Apocalypse means ‘revelation,’” Gregor explained hoarsely. “In this case, a revelation supposedly witnessed by Simon Bar Jonah, though no one believes Saint Peter wrote it himself.”

“How come no one has ever heard of this document?” Erasmus asked suspiciously.

“Churchmen have,” Gregor replied gravely. “When the Church Fathers put the Bible together, they debated whether the holy script should end with the Revelations of Saint John or the Apocalypse of Peter. Eusebius of Caesarea, the man who drew up the original list for what books should appear in the Bible, was uncertain about Revelations. He preferred the Apocalypse of Peter, but in the end the Church Fathers chose Saint John’s writings to enter the Scripture.”

“Any idea why?” Mab asked, pen poised.

“Partially for reasons of authenticity and partially because in Saint Peter’s book, Our Lord Jesus tells Saint Peter that at the end of time, if those in Heaven pray for those in Hell, God will let all the sufferers out. But, he asks Saint Peter not to tell anyone.” Gregor raised his voice so we could all hear him over the background noise. “The Church Fathers felt any suggestion of a way out of Hell might encourage men not to take virtue seriously. Besides, as it was Our Lord himself who requested the matter be kept secret, they felt his wishes should be honored.”

“So, they knew that if we should ever find ourselves in Hell for real, we should keep praying? That’s sort of an important point, don’t you think!” Erasmus looked shaken. Then, his expression grew more skeptical. “Are you sure you didn’t just make this up?”

“It’s all true. You can look it up, if you like,” Gregor replied stoically. “Or you could, last time I was out and about. I am assuming that the Orbis Suleimani has not altered the records since. If they had not done so in nineteen hundred years, they are unlikely to have done so while I was imprisoned.”

“The Orbis Suleimani!” Malagigi’s eyes had grown round. “Sacrebleu! They are sorcerer-hunting madmen of the worst sort! Their name alone strikes terror into the hearts of every practitioner of the subtle arts!”

“That is because they defend mankind from the menace of magic.” Erasmus leaned forward, grinning wolfishly. “That’s how humans got to be the way they are today, you know … masters of the earth: because of the Orbis Suleimani. Because of us!”

“Enough about the Orbis Suleimani. They give me the creeps,” Mab announced. “Caught a—well, you’d call it a cousin—of mine once, several millennia back, and he’s still in a vial in the Vault under Prospero’s Mansion.” Mab gave me a level look. “If we survive this, ma’am, I think you should give him back to me. Call it ‘hazard pay.’”
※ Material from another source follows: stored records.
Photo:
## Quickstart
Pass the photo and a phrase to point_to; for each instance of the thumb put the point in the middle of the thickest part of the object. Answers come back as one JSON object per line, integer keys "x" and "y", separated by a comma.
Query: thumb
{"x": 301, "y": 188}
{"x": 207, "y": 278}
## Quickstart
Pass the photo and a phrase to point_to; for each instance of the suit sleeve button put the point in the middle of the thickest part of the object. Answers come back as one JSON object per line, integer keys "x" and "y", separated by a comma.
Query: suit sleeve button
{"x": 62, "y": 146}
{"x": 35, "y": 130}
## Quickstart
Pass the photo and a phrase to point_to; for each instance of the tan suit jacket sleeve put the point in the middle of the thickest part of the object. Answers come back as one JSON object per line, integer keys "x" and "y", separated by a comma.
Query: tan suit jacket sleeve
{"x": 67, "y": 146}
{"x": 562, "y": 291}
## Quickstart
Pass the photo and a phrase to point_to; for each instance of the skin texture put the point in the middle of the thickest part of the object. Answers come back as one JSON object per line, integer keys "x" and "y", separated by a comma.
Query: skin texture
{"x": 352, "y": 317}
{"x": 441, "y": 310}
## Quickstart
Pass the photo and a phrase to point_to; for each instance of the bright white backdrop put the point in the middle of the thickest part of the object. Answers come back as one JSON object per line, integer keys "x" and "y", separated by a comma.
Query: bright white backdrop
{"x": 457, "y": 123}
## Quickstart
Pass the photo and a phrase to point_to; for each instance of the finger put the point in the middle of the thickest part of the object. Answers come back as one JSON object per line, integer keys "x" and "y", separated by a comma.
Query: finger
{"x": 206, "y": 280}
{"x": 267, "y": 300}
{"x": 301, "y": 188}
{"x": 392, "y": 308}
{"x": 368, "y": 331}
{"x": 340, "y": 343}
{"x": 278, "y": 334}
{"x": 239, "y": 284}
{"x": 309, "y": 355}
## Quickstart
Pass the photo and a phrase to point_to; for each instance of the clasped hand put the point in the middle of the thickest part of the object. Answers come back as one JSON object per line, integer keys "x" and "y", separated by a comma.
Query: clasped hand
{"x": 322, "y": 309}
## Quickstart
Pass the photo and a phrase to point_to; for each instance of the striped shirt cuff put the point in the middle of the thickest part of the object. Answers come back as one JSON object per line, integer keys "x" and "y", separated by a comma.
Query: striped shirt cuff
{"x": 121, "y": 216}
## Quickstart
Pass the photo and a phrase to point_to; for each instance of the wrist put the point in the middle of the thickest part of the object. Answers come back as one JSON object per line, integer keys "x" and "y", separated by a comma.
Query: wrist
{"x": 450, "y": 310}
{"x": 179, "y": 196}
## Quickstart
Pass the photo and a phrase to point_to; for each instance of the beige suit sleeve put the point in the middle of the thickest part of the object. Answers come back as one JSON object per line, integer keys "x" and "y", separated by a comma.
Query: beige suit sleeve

“Very well, Mab. If we get out of here alive, you may have him,” I promised firmly, silencing the objections in my brothers’ faces with a stern glance.

The look of astonishment upon Mab’s face, when he heard he had gotten his way, was priceless.

As we crouched together beneath our makeshift tarp, the silvery light of the tiny star illuminating our faces, I thought of my brother Theophrastus who had left the family for decades, allowing himself to suffer and grow old, due to his fear that continued exposure to magic would damn him.

“Does Theo know all this,” I asked, “about there being hope, even in Hell?”

“I do not know.” Gregor’s long hair rippled over his broad shoulders as he shrugged. “Why?”

I tried to swallow, but my mouth was too dry. “Someone should tell him.”